Tout part donc d’un type au nom inconnu, que seul le titre du film tente d’identifier de façon approximative. Un étrange visiteur, chemise rouge sang et pantalon en cuir, qui débarque sans crier gare au sein d’une famille dysfonctionnelle et traumatisée, visiblement au bout du rouleau depuis un bon moment, et plongée dans une misère existentielle idéale pour un show-télévisé animé par Jean-Luc Delarue. Et en effet, le tableau n’a rien de très reluisant. Le père couche avec des lolitas de peep-show sous prétexte de faire un docu voyeuriste sur les jeunes du Japon moderne. Sa fille se prostitue avec son propre père parce qu’elle a besoin d’argent, et prend plaisir à le traiter d’éjaculateur précoce après un rapport sexuel. Le fils bat sa mère avec tout un tas d’ustensiles de cuisine parce qu’elle lui a acheté la mauvaise brosse à dents ou parce qu’elle n’est pas restée toute la journée devant la télé. La mère se retrouve donc avec un corps martyrisé et assimilable à une toile de Jackson Pollock, et oublie ses malheurs dans la consommation d’héroïne qu’elle parvient à se payer en se prostituant de temps en temps. Une bande d’élèves turbulents s’amuse à martyriser le fils sur le chemin de l’école, allant même jusqu’à chez lui pour jeter des pétards et des feux d’artifices sur sa maison, ce qui pousse le père à inclure cet horrible bizutage dans son documentaire à la con. Et pendant ce temps-là, la télé annonce aux infos qu’un nouveau raton-laveur vient d’être baptisé au zoo (les paroles déplacées d’un ministre japonais ont visiblement moins valeur de scoop). Tout semble donc aller pour le mieux dans le meilleur des mondes. Sauf que l’arrivée de ce « visiteur », accompagnant parfois ses visites de quelques coups de pierre dans le crâne (histoire de les réveiller ?), change la donne et élabore en souterrain un intriguant processus de remise en ordre… Pour autant, ne pas croire que Miike cherche à tout prix la parabole sociale ou le pamphlet vindicatif sur l’autisme d’une société au bout du rouleau, le film étant tellement fou et azimuté qu’il ne peut se satisfaire à des intentions aussi rassurantes. Et cela n’aide pas à classer le résultat, sans cesse égaré entre faux amateurisme et provoc gratuite.

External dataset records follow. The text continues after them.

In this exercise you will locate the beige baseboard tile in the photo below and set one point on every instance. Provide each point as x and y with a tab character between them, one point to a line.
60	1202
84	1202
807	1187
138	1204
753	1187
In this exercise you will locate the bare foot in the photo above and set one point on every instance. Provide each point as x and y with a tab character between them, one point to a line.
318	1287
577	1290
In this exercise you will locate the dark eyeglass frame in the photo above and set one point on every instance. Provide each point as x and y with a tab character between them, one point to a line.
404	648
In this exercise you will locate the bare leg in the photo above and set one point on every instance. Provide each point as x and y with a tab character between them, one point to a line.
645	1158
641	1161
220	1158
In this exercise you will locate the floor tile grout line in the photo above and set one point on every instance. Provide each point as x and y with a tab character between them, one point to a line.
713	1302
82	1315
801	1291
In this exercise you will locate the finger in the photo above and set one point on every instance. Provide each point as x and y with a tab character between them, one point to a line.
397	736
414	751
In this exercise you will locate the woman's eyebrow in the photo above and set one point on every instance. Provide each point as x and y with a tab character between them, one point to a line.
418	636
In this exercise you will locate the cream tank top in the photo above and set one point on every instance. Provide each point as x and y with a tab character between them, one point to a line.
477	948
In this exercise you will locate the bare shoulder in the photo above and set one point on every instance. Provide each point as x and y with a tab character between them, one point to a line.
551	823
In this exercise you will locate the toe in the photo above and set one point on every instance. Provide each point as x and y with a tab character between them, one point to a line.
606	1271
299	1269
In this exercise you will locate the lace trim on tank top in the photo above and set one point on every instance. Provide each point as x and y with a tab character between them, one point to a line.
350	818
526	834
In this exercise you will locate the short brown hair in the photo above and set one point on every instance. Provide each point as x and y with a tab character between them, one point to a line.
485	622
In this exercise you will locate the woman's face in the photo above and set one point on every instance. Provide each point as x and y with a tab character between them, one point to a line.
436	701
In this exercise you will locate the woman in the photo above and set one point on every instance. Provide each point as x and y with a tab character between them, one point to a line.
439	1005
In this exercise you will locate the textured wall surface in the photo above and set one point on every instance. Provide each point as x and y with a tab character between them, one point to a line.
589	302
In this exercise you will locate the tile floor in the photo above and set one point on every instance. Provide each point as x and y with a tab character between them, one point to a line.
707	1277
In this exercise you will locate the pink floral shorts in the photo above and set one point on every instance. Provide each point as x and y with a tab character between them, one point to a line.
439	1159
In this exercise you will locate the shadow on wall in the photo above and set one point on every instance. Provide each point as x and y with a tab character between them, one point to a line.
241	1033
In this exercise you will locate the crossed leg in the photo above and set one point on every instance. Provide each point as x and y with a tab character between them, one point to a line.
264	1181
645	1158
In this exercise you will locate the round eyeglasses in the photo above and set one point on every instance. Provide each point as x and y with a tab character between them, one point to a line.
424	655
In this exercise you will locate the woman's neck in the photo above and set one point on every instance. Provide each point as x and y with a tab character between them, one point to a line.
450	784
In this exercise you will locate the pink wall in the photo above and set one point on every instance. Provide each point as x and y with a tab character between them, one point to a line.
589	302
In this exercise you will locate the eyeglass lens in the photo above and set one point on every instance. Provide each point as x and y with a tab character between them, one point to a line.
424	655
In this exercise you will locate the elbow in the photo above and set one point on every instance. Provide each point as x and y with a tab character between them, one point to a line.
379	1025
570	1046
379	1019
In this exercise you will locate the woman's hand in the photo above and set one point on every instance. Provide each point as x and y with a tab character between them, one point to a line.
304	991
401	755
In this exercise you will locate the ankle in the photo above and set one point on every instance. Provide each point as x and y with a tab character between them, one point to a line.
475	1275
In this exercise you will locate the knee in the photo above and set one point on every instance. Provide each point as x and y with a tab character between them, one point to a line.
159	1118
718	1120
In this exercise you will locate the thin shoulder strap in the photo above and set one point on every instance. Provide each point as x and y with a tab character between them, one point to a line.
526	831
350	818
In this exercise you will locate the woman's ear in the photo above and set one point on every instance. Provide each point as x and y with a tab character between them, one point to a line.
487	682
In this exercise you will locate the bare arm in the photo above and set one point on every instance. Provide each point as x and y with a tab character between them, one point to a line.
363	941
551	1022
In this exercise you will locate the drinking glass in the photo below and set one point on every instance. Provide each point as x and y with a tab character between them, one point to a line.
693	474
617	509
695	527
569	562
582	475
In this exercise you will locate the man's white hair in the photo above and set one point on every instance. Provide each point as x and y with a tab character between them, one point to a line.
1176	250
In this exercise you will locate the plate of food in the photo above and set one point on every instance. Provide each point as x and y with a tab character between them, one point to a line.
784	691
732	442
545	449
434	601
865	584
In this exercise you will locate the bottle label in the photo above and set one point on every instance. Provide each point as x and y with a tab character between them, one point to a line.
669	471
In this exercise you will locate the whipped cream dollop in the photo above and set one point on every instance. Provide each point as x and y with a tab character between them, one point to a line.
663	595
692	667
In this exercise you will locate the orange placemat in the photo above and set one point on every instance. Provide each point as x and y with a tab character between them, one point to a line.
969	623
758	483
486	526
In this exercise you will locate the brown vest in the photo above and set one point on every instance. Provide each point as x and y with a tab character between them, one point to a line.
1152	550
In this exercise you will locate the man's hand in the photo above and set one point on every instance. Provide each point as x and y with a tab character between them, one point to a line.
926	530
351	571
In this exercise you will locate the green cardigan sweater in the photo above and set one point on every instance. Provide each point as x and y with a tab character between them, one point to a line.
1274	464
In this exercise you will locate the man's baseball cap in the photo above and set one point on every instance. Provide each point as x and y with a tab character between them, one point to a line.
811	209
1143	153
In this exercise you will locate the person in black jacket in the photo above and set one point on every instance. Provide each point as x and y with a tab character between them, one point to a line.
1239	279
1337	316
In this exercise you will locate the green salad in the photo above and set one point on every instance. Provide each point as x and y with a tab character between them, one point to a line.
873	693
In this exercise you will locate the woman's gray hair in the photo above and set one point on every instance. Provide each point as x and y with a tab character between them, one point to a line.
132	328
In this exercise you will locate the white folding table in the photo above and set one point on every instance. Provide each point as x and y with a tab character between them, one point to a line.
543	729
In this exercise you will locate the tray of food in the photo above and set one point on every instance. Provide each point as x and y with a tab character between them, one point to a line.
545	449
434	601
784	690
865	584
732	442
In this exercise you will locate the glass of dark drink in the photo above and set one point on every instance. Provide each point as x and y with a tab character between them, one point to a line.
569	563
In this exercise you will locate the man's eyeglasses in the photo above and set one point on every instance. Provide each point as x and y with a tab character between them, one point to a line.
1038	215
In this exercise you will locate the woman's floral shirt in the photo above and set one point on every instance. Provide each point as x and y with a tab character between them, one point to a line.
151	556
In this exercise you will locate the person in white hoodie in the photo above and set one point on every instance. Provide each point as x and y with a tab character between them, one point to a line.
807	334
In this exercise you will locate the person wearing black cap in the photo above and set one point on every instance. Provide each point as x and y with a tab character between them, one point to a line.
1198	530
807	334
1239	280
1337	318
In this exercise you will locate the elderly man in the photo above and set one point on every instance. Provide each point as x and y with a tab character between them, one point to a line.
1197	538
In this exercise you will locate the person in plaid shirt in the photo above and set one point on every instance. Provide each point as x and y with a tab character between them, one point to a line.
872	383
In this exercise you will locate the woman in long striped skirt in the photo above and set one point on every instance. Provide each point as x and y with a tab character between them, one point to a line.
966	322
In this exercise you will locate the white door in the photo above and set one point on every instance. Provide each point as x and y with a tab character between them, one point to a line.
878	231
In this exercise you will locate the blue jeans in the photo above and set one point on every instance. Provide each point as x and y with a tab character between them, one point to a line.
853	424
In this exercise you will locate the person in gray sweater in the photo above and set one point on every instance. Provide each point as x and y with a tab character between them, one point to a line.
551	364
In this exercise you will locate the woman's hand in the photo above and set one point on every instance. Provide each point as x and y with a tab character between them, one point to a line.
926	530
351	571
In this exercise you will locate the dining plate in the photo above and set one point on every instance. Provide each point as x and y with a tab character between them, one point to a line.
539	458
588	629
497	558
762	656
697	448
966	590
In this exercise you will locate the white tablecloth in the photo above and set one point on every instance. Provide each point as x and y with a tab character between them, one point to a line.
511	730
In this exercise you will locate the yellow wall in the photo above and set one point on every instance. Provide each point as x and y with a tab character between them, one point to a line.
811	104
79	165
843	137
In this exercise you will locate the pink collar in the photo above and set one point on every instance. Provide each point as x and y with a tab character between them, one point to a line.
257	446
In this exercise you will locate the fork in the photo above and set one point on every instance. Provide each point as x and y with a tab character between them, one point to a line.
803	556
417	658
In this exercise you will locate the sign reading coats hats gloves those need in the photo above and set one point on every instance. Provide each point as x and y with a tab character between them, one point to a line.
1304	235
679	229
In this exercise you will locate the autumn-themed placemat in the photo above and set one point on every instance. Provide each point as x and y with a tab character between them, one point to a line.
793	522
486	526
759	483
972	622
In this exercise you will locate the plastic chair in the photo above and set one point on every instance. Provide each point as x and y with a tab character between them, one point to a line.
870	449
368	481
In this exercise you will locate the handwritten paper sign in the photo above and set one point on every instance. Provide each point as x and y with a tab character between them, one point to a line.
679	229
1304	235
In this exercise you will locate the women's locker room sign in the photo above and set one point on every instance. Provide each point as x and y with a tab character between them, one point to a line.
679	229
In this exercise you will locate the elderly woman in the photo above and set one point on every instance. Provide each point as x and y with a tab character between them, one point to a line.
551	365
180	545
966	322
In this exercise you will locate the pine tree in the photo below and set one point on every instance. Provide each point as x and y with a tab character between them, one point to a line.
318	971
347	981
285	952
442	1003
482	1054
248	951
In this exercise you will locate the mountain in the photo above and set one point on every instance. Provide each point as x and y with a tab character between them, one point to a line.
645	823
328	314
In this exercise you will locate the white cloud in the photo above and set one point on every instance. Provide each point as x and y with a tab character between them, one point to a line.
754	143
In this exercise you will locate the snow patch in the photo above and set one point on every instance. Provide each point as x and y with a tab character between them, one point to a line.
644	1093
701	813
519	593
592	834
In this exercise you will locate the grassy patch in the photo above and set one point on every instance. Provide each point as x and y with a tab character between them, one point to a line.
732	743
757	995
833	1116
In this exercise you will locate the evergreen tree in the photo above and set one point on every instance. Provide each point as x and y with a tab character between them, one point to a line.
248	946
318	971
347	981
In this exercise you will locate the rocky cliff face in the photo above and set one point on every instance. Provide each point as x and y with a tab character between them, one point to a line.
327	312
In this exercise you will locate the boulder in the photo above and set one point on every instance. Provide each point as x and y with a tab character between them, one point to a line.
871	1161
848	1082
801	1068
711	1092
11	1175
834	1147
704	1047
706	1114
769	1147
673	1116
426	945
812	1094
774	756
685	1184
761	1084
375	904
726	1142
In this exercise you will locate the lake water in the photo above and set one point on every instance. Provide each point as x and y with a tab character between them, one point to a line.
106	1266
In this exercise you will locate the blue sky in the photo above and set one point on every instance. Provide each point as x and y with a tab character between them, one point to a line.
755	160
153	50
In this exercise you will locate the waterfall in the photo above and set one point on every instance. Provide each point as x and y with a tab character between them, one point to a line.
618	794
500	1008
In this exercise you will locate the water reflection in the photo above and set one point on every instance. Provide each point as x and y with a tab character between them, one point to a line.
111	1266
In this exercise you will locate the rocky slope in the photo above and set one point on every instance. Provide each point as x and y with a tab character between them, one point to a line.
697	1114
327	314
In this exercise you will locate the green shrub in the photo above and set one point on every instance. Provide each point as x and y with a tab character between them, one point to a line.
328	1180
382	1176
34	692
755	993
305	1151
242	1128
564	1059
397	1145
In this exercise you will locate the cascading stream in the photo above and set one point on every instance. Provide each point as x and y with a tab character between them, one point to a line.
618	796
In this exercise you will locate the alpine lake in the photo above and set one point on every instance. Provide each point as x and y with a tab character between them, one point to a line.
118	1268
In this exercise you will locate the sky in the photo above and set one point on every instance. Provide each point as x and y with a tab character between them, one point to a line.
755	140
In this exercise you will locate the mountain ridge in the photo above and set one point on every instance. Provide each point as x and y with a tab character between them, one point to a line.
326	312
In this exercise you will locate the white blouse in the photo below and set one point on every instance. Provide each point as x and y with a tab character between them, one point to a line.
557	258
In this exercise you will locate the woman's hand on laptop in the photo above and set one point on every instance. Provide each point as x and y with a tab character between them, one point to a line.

Ce qui est clair, c’est que le cinéma semble avoir légué ses pouvoirs au profit d’une esthétique Dogme que l’on pensait disparue depuis les errements de Lars von Trier et Thomas Vinterberg : cadrages approximatifs qui alternent le fixe et le foutraque, photo dégueulasse, gestion de l’éclairage désastreuse, montage digne d’un film de vacances tourné par Uwe Boll, décors improvisés et acteurs non professionnels (pour la petite histoire, la mère est jouée par la mangaka Shungiku Uchida). Le paradoxe, c’est qu’avec des partis pris de filmage aussi limités, apparemment peu propices à faire émerger la moindre idée de cinéma dans ce bazar, Miike réussit à sortir des idées de mise en scène (notons un plan où une double porte, grande ouverte d’un côté, ouverte par un trou béant de l’autre, scelle le lien improbable entre le père de famille et son visiteur) et son film, dans sa propension à enchaîner les situations limites sans peur et sans reproche, tutoierait presque la truculence des comédies italiennes des années 60-70. Quant aux conventions du 7ème Art et aux frontières imposées à l’imagination, le cinéaste s’amuse à faire caca dessus. Réussir à nous faire hurler de rire avec des scènes mettant en scène les pires tares de l’être humain (viol, inceste, nécrophilie, sadomasochisme…) est en soi un sacré tour de force, doublé d’un intéressant exercice de style sur l’atomisation des limites. C’est paradoxalement dans cette libération des excès que cette famille réussira à sortir du mal-être : les névroses malsaines et silencieuses laisseront la place à d’autres névroses, peut-être moins immorales mais aussi plus joyeuses et plus osées. Ce paradoxe suffit en soi à prouver que le côté « sale gosse » de Miike reste donc globalement intact : sous couvert de remettre de l’ordre au sein d’une famille fracassée, le bonhomme ne pouvait évidemment pas s’empêcher d’en rajouter une couche dans la provocation, à l’image de sa crudité graphique et de ces questions vicieuses qui s’affichent sur l’écran, visant directement le spectateur (« Vous l’avez déjà fait avec votre père ? », « On vous a déjà fracassé le crâne ? », etc…).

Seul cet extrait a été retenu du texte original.